INIMIGOS DO IMPÉRIO
Feng Xiaogang, Ye yan, China, 2006

De um lado, suntuosos cenários tendem ao estático. Tudo é solene, pesado e gigantesco. De outro, vemos corpos que voam como se pesassem menos do que uma pluma. A morte é um balé. O vermelho do sangue espirra sobre a superfície branca. Uma gota de suor cairá em breve, e se misturará ao rio que segue indiferente ao cortejo de corpos esquartejados por espadas. Toda a atenção está concentrada na trajetória dessa gota de suor. Ela brilha e seu brilho minúsculo ofusca a imensidão das montanhas que se enfileiram em direção ao infinito. Enfim, ela cai. Lentamente, em sutil metamorfose, explode na água do rio. Os sons são sempre metálicos, como lâminas que cortam os ares e se chocam. Os mínimos ruídos dos figurinos se confundem com a respiração dos personagens que se movem sorrateiros. A qualquer momento, uma explosão, um grito ou um ruído cortante e então seremos surpreendidos por movimentos de câmera que nos farão sair do olho esquerdo de um vilão para a mais distante colina, de onde avistaremos toda a virtual extensão do Império.  

O filme de Feng Xiaogang conduz-se sempre nesse sentido: requer do espectador uma atitude de constante entrega ao bailado de corpos, câmera e objetos de cena.

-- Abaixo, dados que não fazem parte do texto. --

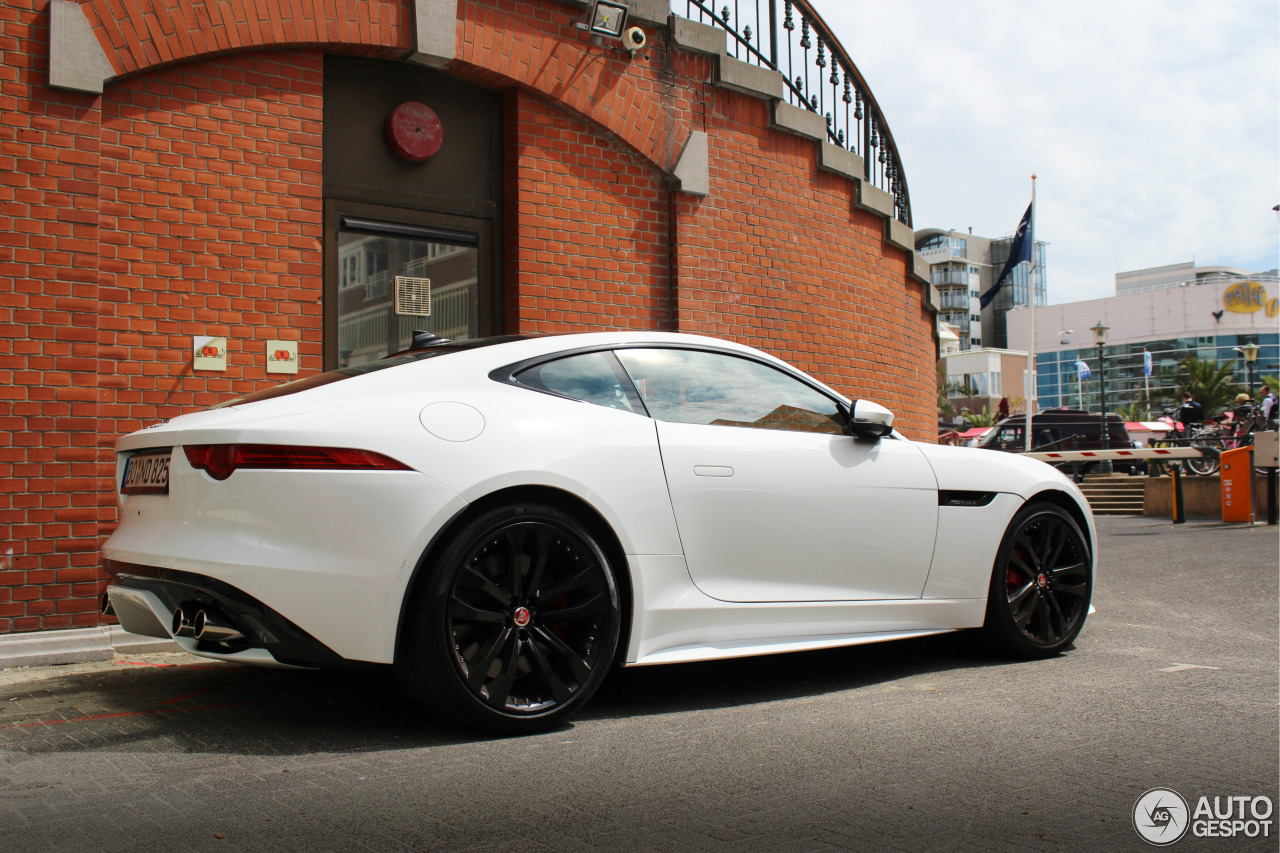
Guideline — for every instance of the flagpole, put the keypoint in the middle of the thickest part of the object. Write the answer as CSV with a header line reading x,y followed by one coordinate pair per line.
x,y
1031,342
1146,378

Na verdade, não pede mais do que isso. Também não oferece muito além. Seu compromisso é com o espetáculo. A moldura chama sempre mais atenção do que o que está no interior do quadro. Ninguém se importa muito com quem morre ou com quem mata. O que se quer é acompanhar o balé de espadas e sangue. Inimigos do Império é, assim, uma nova espécie de cinema musical-coreográfico, a que nos acostumamos a associar com um certo cinema chinês livre para exportação, cujo estilo há muito já está perfeitamente integrado ao cardápio dos efeitos especiais mais corriqueiros do cinema norte-americano. Por outro lado, a estratégia de jamais desapontar o espectador não deixa de recorrer à música piegas para enfatizar o que já está mais do que claro – paixão, dor dos personagens, angústias etc.

O cuidado com o hiper-estímulo audiovisual acaba ofuscando eventuais outras pretensões. Trata-se de um cinema que tende à abstração, o que seria ótimo se não houvesse o compromisso em mecanizar e tornar " exótico" todos e quaisquer personagens e situações. Ali, até a miséria é suntuosa. Tenho a impressão de que o que há de melhor em espetáculos como Inimigos do Império é que eles servem para nos levar a experimentar uma sensação que imagino próxima a dos espectadores dos primeiros tempos do cinema: ficamos ali a contemplar corpos que voam, flutuam, caem, levantam-se, equilibram-se em improváveis galhos de árvore que balançam suavemente ao vento.

Ah! No meio disso tudo há Shakespeare e, como bem observou Gilberto Silva Jr., um toque de Nelson Rodrigues. Mas isso é detalhe.